Peter Deakin

Personal information
- Full name: Peter James Deakin
- Born: 9 December 1970 (age 55) Liverpool, Lancashire, England
- Batting: Right-handed
- Bowling: Right-arm off break

Domestic team information
- 1999–2006: Dorset
- 1996: Cambridge University

Career statistics
| Competition | FC | LA |
| Matches | 6 | 6 |
| Runs scored | 100 | 52 |
| Batting average | 20.00 | 8.66 |
| 100s/50s | –/– | –/– |
| Top score | 24* | 23 |
| Balls bowled | 427 | 80 |
| Wickets | 9 | 4 |
| Bowling average | 27.66 | 15.50 |
| 5 wickets in innings | – | – |
| 10 wickets in match | – | – |
| Best bowling | 2/17 | 2/6 |
| Catches/stumpings | –/– | 4/– |
- Source: Cricinfo, 16 March 2010

= Peter Deakin (cricketer) =

English cricketer

Peter James Deakin (born 9 December 1970) is a former English first-class cricketer.

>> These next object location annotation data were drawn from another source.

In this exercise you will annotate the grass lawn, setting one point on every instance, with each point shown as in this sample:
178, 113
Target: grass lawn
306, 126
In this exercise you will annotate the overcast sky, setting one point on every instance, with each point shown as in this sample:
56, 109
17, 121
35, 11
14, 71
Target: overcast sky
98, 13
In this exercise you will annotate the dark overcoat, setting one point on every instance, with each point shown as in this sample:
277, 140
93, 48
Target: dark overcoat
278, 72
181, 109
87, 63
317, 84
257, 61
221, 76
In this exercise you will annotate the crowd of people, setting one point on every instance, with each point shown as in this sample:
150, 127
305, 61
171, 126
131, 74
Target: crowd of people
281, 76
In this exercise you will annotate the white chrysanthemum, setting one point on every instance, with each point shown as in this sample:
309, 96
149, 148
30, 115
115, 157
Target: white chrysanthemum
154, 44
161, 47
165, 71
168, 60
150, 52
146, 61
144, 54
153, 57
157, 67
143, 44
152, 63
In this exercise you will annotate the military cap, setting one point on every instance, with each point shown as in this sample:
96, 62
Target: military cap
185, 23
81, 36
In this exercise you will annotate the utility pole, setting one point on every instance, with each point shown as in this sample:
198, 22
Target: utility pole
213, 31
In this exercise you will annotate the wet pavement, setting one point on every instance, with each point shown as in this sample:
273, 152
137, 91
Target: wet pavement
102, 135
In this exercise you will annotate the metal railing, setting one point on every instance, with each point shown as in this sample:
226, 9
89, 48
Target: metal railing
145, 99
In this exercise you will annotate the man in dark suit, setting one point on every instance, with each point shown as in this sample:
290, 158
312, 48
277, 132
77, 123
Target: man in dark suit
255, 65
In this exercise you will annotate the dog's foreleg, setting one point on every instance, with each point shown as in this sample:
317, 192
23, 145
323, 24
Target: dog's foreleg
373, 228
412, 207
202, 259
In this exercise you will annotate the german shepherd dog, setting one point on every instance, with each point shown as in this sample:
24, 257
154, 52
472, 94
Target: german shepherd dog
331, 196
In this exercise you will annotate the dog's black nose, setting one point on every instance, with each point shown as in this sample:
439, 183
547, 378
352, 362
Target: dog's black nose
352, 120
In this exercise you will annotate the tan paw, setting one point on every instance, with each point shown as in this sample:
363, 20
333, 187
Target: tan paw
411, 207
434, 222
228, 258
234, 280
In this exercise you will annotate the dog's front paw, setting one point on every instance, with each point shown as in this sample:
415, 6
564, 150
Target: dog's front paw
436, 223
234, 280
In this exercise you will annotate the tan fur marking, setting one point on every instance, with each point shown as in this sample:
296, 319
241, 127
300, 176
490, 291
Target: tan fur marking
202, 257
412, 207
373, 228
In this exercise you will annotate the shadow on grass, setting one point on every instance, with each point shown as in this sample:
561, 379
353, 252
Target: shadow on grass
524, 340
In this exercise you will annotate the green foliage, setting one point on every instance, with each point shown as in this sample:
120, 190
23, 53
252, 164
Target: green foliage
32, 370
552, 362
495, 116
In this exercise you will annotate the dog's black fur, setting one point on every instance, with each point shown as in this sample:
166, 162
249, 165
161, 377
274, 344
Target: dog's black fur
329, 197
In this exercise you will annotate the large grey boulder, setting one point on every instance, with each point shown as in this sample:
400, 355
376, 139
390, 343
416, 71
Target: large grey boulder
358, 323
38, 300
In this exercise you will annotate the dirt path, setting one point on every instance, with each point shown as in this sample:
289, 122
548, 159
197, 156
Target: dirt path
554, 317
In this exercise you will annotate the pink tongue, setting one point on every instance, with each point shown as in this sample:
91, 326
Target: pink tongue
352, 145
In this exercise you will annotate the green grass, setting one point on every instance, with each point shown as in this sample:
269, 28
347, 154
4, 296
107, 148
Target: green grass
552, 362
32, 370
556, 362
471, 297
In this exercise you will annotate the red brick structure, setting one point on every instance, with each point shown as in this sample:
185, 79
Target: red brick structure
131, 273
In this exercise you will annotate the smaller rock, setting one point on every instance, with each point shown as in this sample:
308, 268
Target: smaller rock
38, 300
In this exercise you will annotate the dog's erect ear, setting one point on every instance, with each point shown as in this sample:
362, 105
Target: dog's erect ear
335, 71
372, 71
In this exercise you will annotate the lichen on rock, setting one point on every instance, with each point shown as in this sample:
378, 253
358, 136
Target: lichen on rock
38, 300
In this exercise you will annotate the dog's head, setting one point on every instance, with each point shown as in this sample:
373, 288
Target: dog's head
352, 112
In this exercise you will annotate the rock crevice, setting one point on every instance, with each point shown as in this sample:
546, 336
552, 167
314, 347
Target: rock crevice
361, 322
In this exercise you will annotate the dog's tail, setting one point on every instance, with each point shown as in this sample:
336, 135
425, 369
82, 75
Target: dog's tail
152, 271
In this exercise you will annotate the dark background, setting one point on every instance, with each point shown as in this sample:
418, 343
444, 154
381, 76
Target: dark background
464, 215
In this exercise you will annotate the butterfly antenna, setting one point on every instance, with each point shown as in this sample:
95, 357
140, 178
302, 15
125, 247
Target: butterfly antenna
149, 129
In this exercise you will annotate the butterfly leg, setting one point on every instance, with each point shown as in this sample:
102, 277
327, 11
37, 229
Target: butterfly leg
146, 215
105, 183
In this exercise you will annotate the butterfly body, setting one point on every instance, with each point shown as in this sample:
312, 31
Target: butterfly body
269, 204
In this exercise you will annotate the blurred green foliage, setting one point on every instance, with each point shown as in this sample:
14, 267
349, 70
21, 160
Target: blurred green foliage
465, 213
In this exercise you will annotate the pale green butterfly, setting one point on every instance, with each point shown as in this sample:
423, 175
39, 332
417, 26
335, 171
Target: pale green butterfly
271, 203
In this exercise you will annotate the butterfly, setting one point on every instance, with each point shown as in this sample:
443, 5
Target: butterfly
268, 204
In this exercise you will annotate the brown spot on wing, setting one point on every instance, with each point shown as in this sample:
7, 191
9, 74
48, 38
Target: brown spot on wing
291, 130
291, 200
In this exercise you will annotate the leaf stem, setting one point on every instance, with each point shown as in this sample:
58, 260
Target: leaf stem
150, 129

Deakin was a right-handed batsman who bowled right-arm off break.

Deakin was an undergraduate at Durham University before taking his PGCE at the University of Cambridge. He made his first-class debut for Cambridge University in 1996 against Derbyshire. Deakin represented the university in 6 first-class matches during the 1996 season, with his final first-class match for the university coming against Oxford University. In his 6 matches for the university he scored 100 runs at a batting average of 20.00 and a high score of 23*. With the ball he took 9 wickets at a bowling average of 27.66, with best figures of 2/17.

In 1999 Deakin made his debut for Dorset in the 1999 NatWest Trophy 2nd round against Scotland, which was also Deakin's debut List-A match. Deakin played a further 5 List-A matches for Dorset from 1999 to 2004, with his final List-A match for Dorset coming against Yorkshire in the 2004 Cheltenham & Gloucester Trophy. In his 6 List-A matches for Dorset he took 4 wickets at an average of 15.50, with best figures of 2/6.

In 1999 Deakin also made his Minor Counties Championship debut for Dorset against Herefordshire. From 1999 to 2006 Deakin represented Dorset in 42 Minor Counties matches, with his final match for Dorset coming against Wiltshire.